Mais les dirigeants autoritaires ne doutent de rien ! Au Sommet d’Addis-Abeba de janvier 2017, les chefs d’État et de gouvernement africains ont consacré 2017 comme l’année de la jeunesse sur laquelle ils appellent à investir pour « tirer pleinement profit des dividendes démographiques ». En 2015, 60% des Africains avaient moins de 25 ans et entre 2015 et 2050, la jeunesse en Afrique va doubler et devenir dix fois plus nombreuse que la jeunesse européenne.

Si les chiffres impressionnent, l’UA ne peut se contenter de traiter de la jeunesse sous l’unique angle de l’explosion démographique. Il est grand temps qu’elle s’y intéresse au plan politique car cette jeunesse est traversée par l’envie de devenir un acteur à part entière de la vie politique, sociale, culturelle et économique de leur pays.
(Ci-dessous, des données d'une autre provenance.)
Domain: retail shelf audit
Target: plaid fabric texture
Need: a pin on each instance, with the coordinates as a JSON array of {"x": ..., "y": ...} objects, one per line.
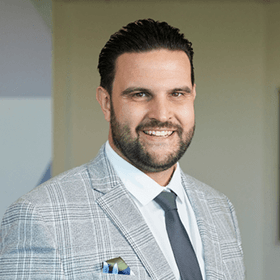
[{"x": 66, "y": 228}]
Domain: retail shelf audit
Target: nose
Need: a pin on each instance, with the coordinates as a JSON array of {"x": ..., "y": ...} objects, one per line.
[{"x": 160, "y": 109}]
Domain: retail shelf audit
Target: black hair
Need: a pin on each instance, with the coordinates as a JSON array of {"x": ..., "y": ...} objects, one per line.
[{"x": 136, "y": 37}]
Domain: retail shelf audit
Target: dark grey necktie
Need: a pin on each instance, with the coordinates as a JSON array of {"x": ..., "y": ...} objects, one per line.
[{"x": 180, "y": 243}]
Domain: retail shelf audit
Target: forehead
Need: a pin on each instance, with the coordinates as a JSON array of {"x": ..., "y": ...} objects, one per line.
[{"x": 152, "y": 68}]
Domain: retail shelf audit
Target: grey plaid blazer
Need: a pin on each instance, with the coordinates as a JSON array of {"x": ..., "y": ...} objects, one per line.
[{"x": 66, "y": 228}]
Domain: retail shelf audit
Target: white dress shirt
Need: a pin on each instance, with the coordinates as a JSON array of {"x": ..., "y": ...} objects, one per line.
[{"x": 143, "y": 190}]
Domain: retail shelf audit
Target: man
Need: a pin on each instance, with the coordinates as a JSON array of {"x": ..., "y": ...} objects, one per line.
[{"x": 132, "y": 202}]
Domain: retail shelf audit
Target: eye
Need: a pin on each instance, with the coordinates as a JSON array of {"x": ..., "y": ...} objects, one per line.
[
  {"x": 140, "y": 94},
  {"x": 177, "y": 94}
]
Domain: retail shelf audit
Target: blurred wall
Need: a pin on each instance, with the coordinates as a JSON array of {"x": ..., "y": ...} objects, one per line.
[
  {"x": 235, "y": 148},
  {"x": 25, "y": 97}
]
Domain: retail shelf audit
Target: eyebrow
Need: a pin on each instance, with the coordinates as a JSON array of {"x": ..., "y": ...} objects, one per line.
[{"x": 133, "y": 89}]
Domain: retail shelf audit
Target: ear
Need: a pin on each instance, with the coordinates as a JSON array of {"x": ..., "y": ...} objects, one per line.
[{"x": 103, "y": 98}]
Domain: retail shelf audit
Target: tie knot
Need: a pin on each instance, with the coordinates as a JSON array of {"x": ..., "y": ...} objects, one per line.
[{"x": 167, "y": 201}]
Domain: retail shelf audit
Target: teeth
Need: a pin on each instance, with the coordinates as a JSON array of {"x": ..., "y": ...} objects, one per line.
[{"x": 159, "y": 133}]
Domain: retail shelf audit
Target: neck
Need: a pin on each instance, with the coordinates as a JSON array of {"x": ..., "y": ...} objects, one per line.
[{"x": 162, "y": 178}]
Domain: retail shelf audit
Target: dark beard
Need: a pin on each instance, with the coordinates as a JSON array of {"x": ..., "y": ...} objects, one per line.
[{"x": 135, "y": 152}]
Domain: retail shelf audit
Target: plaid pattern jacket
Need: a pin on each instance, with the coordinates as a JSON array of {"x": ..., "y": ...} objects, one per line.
[{"x": 66, "y": 228}]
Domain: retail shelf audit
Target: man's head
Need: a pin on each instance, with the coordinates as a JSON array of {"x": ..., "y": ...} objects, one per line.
[
  {"x": 137, "y": 37},
  {"x": 149, "y": 98}
]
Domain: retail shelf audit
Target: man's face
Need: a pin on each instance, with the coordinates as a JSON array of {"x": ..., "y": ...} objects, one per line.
[{"x": 152, "y": 108}]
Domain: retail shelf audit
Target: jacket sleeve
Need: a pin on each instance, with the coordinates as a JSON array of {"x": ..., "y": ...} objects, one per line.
[{"x": 27, "y": 247}]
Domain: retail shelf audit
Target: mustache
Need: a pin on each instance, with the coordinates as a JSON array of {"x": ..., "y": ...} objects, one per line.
[{"x": 158, "y": 124}]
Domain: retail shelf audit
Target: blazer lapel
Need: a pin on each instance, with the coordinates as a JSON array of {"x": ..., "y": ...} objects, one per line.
[
  {"x": 207, "y": 229},
  {"x": 120, "y": 208},
  {"x": 118, "y": 205}
]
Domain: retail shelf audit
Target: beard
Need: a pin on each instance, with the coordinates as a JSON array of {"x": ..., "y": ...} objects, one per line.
[{"x": 135, "y": 151}]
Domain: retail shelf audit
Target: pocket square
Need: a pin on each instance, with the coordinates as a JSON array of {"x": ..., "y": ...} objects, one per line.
[{"x": 116, "y": 266}]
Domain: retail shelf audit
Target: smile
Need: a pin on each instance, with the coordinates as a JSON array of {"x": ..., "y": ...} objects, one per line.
[{"x": 158, "y": 133}]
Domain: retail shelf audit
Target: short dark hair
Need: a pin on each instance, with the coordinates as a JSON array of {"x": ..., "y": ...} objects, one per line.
[{"x": 136, "y": 37}]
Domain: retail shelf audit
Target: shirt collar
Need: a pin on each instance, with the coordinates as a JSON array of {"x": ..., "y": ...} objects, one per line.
[{"x": 141, "y": 186}]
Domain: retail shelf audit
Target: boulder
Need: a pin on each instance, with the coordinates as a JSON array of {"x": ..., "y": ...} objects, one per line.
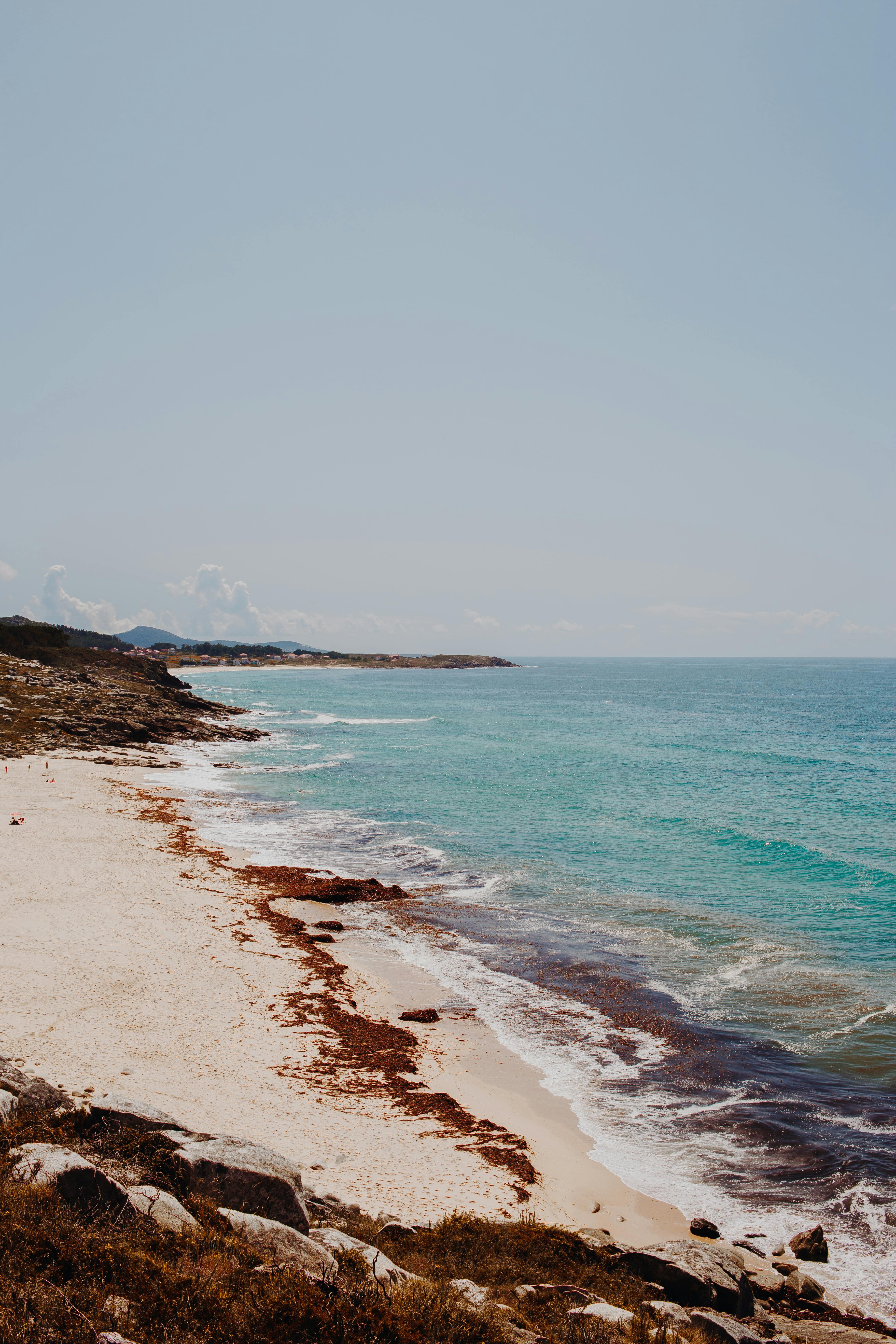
[
  {"x": 807, "y": 1287},
  {"x": 11, "y": 1078},
  {"x": 475, "y": 1295},
  {"x": 77, "y": 1181},
  {"x": 604, "y": 1312},
  {"x": 164, "y": 1210},
  {"x": 519, "y": 1335},
  {"x": 395, "y": 1233},
  {"x": 768, "y": 1283},
  {"x": 129, "y": 1115},
  {"x": 825, "y": 1332},
  {"x": 671, "y": 1314},
  {"x": 248, "y": 1178},
  {"x": 811, "y": 1245},
  {"x": 42, "y": 1096},
  {"x": 9, "y": 1103},
  {"x": 695, "y": 1276},
  {"x": 725, "y": 1329},
  {"x": 545, "y": 1292},
  {"x": 283, "y": 1244},
  {"x": 382, "y": 1267}
]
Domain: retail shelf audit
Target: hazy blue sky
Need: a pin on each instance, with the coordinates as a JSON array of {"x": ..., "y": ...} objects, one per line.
[{"x": 561, "y": 328}]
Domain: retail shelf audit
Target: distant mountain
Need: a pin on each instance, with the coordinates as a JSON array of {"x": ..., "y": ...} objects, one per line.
[
  {"x": 144, "y": 636},
  {"x": 77, "y": 639}
]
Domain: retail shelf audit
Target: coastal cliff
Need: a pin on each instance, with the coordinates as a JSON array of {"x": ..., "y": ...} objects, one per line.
[{"x": 85, "y": 698}]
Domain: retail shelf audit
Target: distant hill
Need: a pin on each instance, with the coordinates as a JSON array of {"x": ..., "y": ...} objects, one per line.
[
  {"x": 77, "y": 639},
  {"x": 144, "y": 636}
]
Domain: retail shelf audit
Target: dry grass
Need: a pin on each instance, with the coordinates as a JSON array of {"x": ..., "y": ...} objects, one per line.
[{"x": 61, "y": 1267}]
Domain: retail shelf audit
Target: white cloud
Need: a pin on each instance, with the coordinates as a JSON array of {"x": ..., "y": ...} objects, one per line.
[
  {"x": 851, "y": 628},
  {"x": 220, "y": 609},
  {"x": 813, "y": 620},
  {"x": 62, "y": 608},
  {"x": 487, "y": 623}
]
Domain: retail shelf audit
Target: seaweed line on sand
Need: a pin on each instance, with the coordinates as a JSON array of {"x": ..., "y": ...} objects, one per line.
[{"x": 354, "y": 1053}]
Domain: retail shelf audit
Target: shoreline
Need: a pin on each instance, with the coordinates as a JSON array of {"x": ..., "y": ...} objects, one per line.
[{"x": 142, "y": 968}]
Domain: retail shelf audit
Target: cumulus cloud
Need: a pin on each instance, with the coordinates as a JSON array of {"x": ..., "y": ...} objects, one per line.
[
  {"x": 851, "y": 628},
  {"x": 221, "y": 611},
  {"x": 62, "y": 608},
  {"x": 487, "y": 623},
  {"x": 813, "y": 620}
]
Avec frustration, elle constate que la moyenne d’âge de la population africaine est de 20 ans alors celle des chefs d’État du continent est de 66 ans.

Alors, pour s’approprier ses droits civils et politiques et s’assurer une véritable participation démocratique, la jeunesse en colère crée des mouvements citoyens (entre autres, "Y en A Marre" [Sénégal], "Filimbi" [RD Congo] ou encore "Balai Citoyen" [Burkina Faso]), organise des manifestations, s’allie aux diasporas africaines dans le reste du monde… Face à la répression sanglante, elle résiste ! Face à l’acharnement des autocrates, elle conteste et manifeste pour essayer de faire prévaloir les changements démocratiques ! Tout cela dans un contexte de détérioration des conditions économiques et de menaces sécuritaires grandissantes.

Au-delà des apparats marketing, que fait concrètement l’Union Africaine pour faire entrer dans les arènes politiques nationales cette catégorie démographique exclue ou sous-représentée ? Pas grand-chose. Il y a bien le cadre stratégique formel de la Charte africaine pour la jeunesse (2006) qui prévoit de renforcer le rôle des jeunes à la fois dans la société et dans les instances politiques aux niveaux nationaux, régionaux et continentaux. Mais quid de son application ?

Le prochain sommet Afrique-UE qui se déroulera à Abidjan fin novembre 2017 et qui aura justement pour thème la jeunesse sera, nous l’espérons, le moment d’un réveil de la part de certains dirigeants africains. Si la démographie est une bombe à retardement, la confiscation de l’avenir de tout un pan du continent en est une autre tout aussi dangereuse. Les solutions existent pour la désamorcer. La première d’entre elles serait – et c’est aux démocrates africains et à l’Union européenne de s’y atteler – d’intégrer au sommet d’Abidjan ainsi que dans les prochains sommets à venir, les mouvements citoyens, les associations et les jeunes leaders capables de porter un regard neuf sur les enjeux politiques du continent.